Windows 10 has better memory management, better driver support, a much better feature set and is actively supported for security updates, while Windows 7, not so much anymore. Only the MOST critical updates are supported still for Windows 7 and mostly only in the enterprise sector.

If you want to run it, you can, but I would highly advise the move to Windows 10 AND you can still do it for free even today despite them officially saying the free upgrade long ago. If you prefer the Windows 7 desktop, start menu and shell, you can always use something like Classic shell to make it mostly look and act exactly like Windows 7. I do, and I fully customize it all to menus and behaviors I prefer, without the god awful giant modern app Windows 10 start menu and down your throat advertisements.

If privacy is a concern to you, then Spybot Anti-beacon along with a few other tweaks can eliminate 95% of of the phone home telemetry that Windows 10 collects. These are all well known ways to get the benefit of Windows 10 without the major annoyances it also has.

In fact, there are a few people around running 9 series CPUs on Win7, but again, I highly recommend against it.
 
Solution
If your previous cpu died (this is highly unusual btw), then it's possible, motherboard got damaged too - bent cpu pins, broken component on the motherboard. Motherboard may need to be replaced. i5-7500 should not be "crashy".

Also possible some software/driver issue is causing those crashes (not hardware itself). Did you try to reinstall windows?

As to about windows 7 support - problem with unsupported hardware message can be circumvented with wufuc,
https://github.com/zeffy/wufuc/releases/tag/v1.0.1.201
 


Yes, no real reason not to be running Windows 10 these days on the more modern systems.
 
mysunshines - i know how you feel, i resisted upgrading to Win 10 myself and finally did a few months back

it's not that bad, win 10 does seem to function smoother and better, the GUI was a pain to learn as windows seemed to have worked overtime in some cases to hide functions that were so easy to find in Win 7, but it doesn't take long to get the hang of the new GUI.

Only complaint i have, it updates on it's own, automatically almost daily sometimes.
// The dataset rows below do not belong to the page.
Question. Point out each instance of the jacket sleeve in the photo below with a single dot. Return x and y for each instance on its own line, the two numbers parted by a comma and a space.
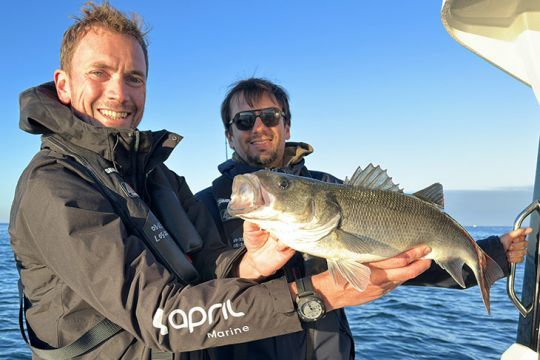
71, 229
437, 276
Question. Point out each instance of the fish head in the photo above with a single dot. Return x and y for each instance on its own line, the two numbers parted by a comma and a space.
270, 196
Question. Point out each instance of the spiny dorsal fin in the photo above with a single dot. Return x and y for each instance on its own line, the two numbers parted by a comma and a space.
432, 194
374, 178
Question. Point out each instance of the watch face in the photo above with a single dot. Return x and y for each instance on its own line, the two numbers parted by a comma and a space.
312, 309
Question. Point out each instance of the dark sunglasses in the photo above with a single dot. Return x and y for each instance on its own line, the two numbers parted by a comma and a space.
245, 120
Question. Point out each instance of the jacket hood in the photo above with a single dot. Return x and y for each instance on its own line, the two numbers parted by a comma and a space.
41, 112
294, 161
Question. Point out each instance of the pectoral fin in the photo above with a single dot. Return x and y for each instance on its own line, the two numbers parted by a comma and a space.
455, 268
354, 243
355, 273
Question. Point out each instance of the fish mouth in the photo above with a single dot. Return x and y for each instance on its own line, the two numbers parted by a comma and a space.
247, 195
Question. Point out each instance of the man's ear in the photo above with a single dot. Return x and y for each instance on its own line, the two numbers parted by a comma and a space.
61, 80
228, 135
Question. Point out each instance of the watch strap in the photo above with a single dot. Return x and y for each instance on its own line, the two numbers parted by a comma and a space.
304, 286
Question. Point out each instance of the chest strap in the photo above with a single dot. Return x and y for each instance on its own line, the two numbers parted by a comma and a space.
135, 213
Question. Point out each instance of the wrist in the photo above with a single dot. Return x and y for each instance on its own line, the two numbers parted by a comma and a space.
247, 269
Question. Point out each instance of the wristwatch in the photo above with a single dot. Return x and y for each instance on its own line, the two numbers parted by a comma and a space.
310, 307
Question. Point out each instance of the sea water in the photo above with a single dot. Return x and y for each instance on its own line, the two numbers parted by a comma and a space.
412, 322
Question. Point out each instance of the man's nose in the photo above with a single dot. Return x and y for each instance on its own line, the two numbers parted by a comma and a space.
116, 89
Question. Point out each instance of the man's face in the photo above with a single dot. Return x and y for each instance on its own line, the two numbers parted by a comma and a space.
107, 79
261, 146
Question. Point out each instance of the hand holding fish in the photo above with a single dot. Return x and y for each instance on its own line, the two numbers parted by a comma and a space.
515, 245
265, 253
386, 275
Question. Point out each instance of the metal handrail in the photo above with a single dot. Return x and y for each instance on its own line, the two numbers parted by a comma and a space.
524, 310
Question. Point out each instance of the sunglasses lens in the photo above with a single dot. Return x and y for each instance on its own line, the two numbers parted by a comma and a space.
246, 119
270, 117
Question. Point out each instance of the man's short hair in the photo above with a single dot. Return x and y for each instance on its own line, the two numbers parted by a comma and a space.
252, 89
101, 16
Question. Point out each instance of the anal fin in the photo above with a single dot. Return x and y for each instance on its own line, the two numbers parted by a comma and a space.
455, 268
351, 271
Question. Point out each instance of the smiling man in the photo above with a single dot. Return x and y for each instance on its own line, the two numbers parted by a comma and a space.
257, 120
104, 79
117, 259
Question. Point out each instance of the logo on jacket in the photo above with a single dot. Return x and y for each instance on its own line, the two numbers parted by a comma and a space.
195, 317
128, 190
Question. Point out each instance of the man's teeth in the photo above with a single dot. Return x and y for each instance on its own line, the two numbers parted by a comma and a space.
114, 114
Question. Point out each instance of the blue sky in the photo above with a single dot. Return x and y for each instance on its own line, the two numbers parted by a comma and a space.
377, 82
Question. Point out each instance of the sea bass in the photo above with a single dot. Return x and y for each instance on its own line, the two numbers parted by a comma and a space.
368, 218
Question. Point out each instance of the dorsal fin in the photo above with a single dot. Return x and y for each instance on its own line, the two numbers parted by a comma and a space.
433, 194
374, 178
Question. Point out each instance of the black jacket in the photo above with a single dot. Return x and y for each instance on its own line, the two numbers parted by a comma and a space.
80, 262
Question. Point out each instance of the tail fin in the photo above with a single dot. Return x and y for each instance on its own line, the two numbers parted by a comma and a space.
487, 273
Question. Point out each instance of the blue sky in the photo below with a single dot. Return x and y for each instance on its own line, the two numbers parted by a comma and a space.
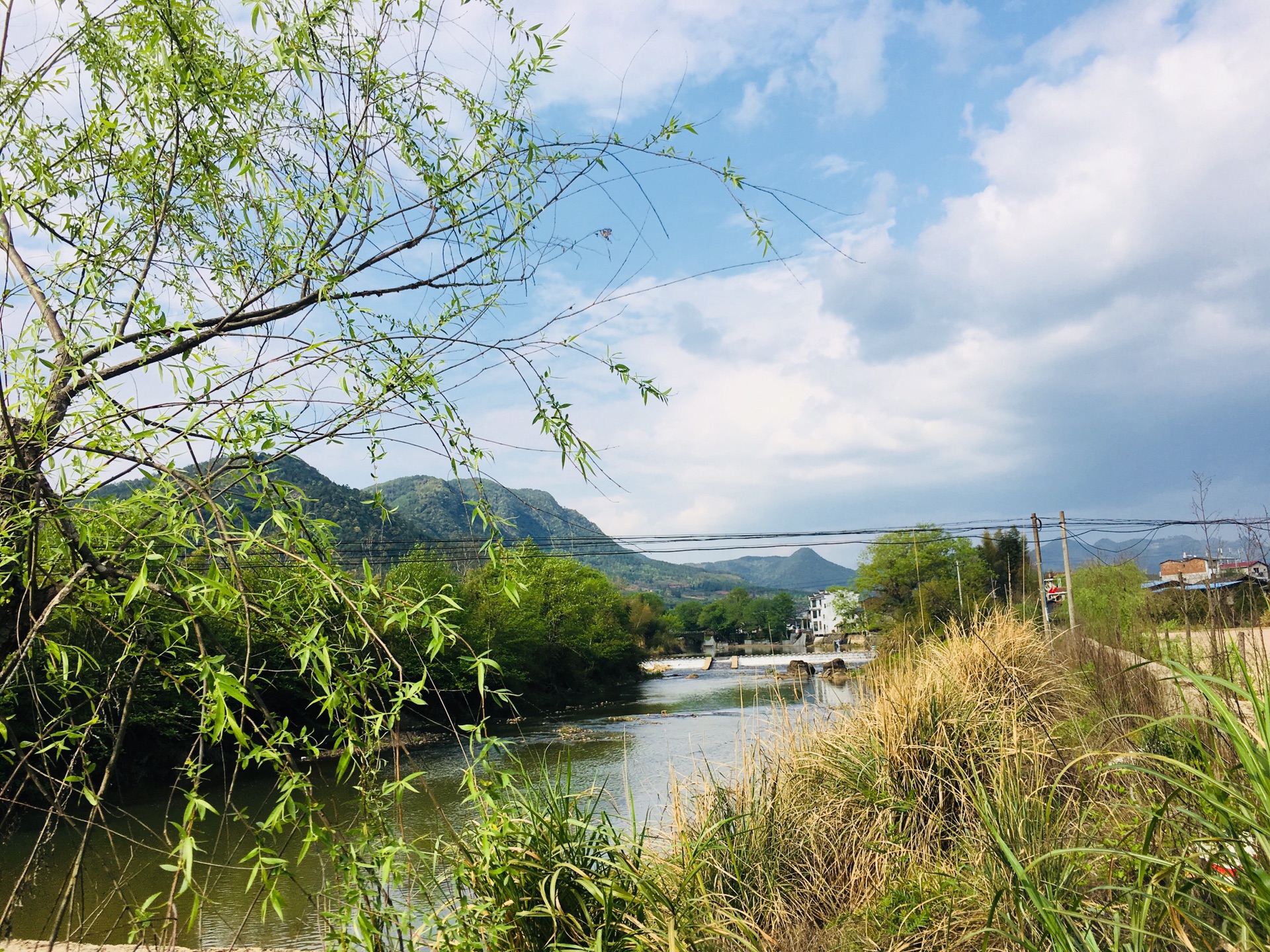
1061, 215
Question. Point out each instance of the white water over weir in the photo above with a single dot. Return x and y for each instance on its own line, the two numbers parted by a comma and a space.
756, 663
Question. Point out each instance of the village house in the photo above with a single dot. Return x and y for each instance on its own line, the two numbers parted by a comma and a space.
1256, 569
1188, 571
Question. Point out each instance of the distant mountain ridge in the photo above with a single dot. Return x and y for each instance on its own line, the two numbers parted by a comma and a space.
431, 509
803, 571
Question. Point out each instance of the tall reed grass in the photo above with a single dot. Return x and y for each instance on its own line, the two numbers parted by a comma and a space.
990, 793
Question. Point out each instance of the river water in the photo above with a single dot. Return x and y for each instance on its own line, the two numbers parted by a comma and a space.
633, 744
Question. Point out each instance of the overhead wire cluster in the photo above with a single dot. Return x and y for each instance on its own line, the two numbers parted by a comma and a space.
380, 551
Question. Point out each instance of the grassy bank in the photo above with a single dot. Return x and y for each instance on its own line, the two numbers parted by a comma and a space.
996, 791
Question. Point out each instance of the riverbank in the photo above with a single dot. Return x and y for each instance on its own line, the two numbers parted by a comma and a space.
992, 790
1000, 791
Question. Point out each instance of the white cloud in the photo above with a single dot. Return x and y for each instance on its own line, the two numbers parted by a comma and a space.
1091, 325
753, 102
851, 56
832, 165
1101, 299
635, 56
952, 27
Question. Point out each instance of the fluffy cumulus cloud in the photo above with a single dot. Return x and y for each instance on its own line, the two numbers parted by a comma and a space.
633, 58
1081, 332
1096, 317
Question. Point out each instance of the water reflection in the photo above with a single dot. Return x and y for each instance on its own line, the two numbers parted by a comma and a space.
633, 744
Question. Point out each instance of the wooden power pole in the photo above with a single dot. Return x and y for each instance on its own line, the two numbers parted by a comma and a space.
1040, 574
1067, 573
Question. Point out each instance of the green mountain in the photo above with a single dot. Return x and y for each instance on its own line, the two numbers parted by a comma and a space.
440, 507
426, 509
804, 571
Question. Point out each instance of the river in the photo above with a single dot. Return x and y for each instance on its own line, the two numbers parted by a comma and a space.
633, 744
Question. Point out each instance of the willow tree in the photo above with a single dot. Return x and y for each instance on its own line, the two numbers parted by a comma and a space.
232, 234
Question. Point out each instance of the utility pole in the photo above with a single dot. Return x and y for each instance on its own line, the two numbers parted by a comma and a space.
1067, 571
1040, 574
959, 596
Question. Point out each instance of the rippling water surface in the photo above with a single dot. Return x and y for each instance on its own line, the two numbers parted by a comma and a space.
632, 744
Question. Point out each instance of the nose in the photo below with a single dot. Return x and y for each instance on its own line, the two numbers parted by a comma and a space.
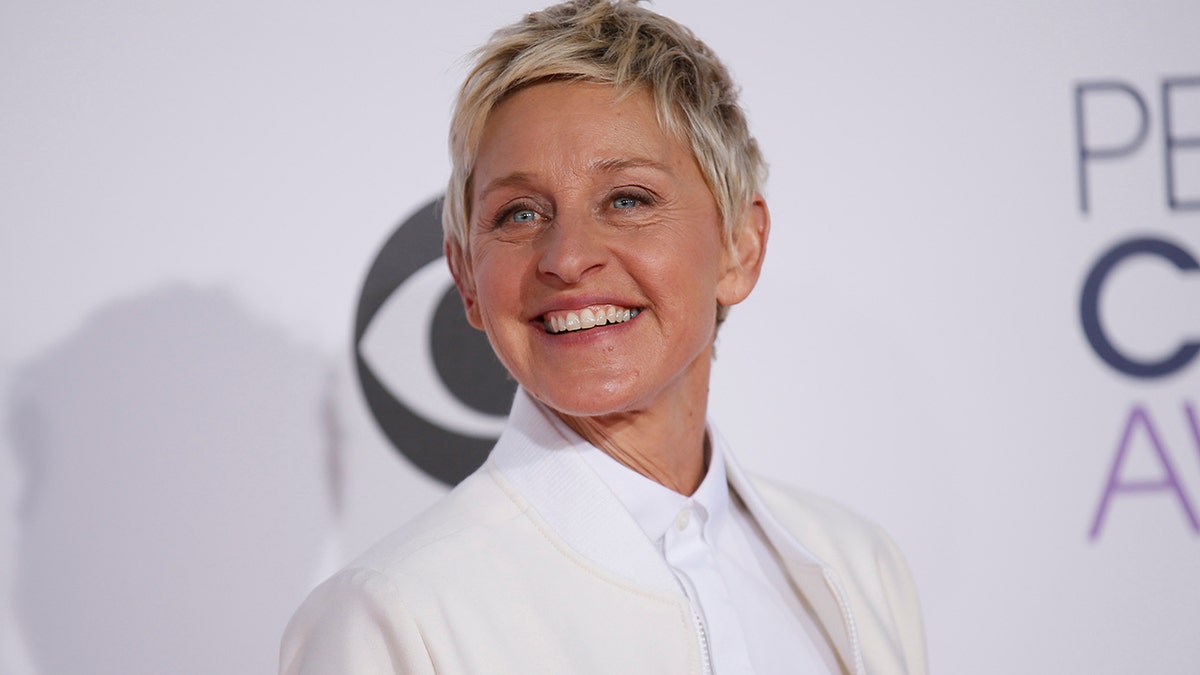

And one update screwed something up, i forget what or maybe it just re-organized the GUI - luckily i had cloned my OS drive a few days earlier so i just re-installed the clone copy and found a "Windows Update Disabler" utility (found it over on majorgeeks) - and it has the option to allow windows defender and windows security center updates to continue

Peel yourself away from Win 7 - if an old fart like me can change over, anyone can
 


Yup I have ran them all over the years from Windows 1.0 all the way to Windows 10.

You get used to the changes, it's not a big deal.

 
And like I mentioned, if you just don't like the Windows 10 desktop, shell, taskbar and start menu, you can customize it to look and act like any prior version of Windows including 7, 8.1, XP, or even classic older windows versions using Classic shell. Some will say it doesn't work with current versions of Windows 10 AND it is true that it is no longer being developed, but it works perfectly fine on my systems running the latest versions of Windows 10 even after a clean install.

I think the elephant in the room here is whether or not that B150 motherboard has had the BIOS updated to a version that officially supports that i5-7500 as well as the chipset drivers being updated to the latest version available on the motherboard product page, to fully support the stable use of that 7th gen CPU. If not, that would be the FIRST place to start.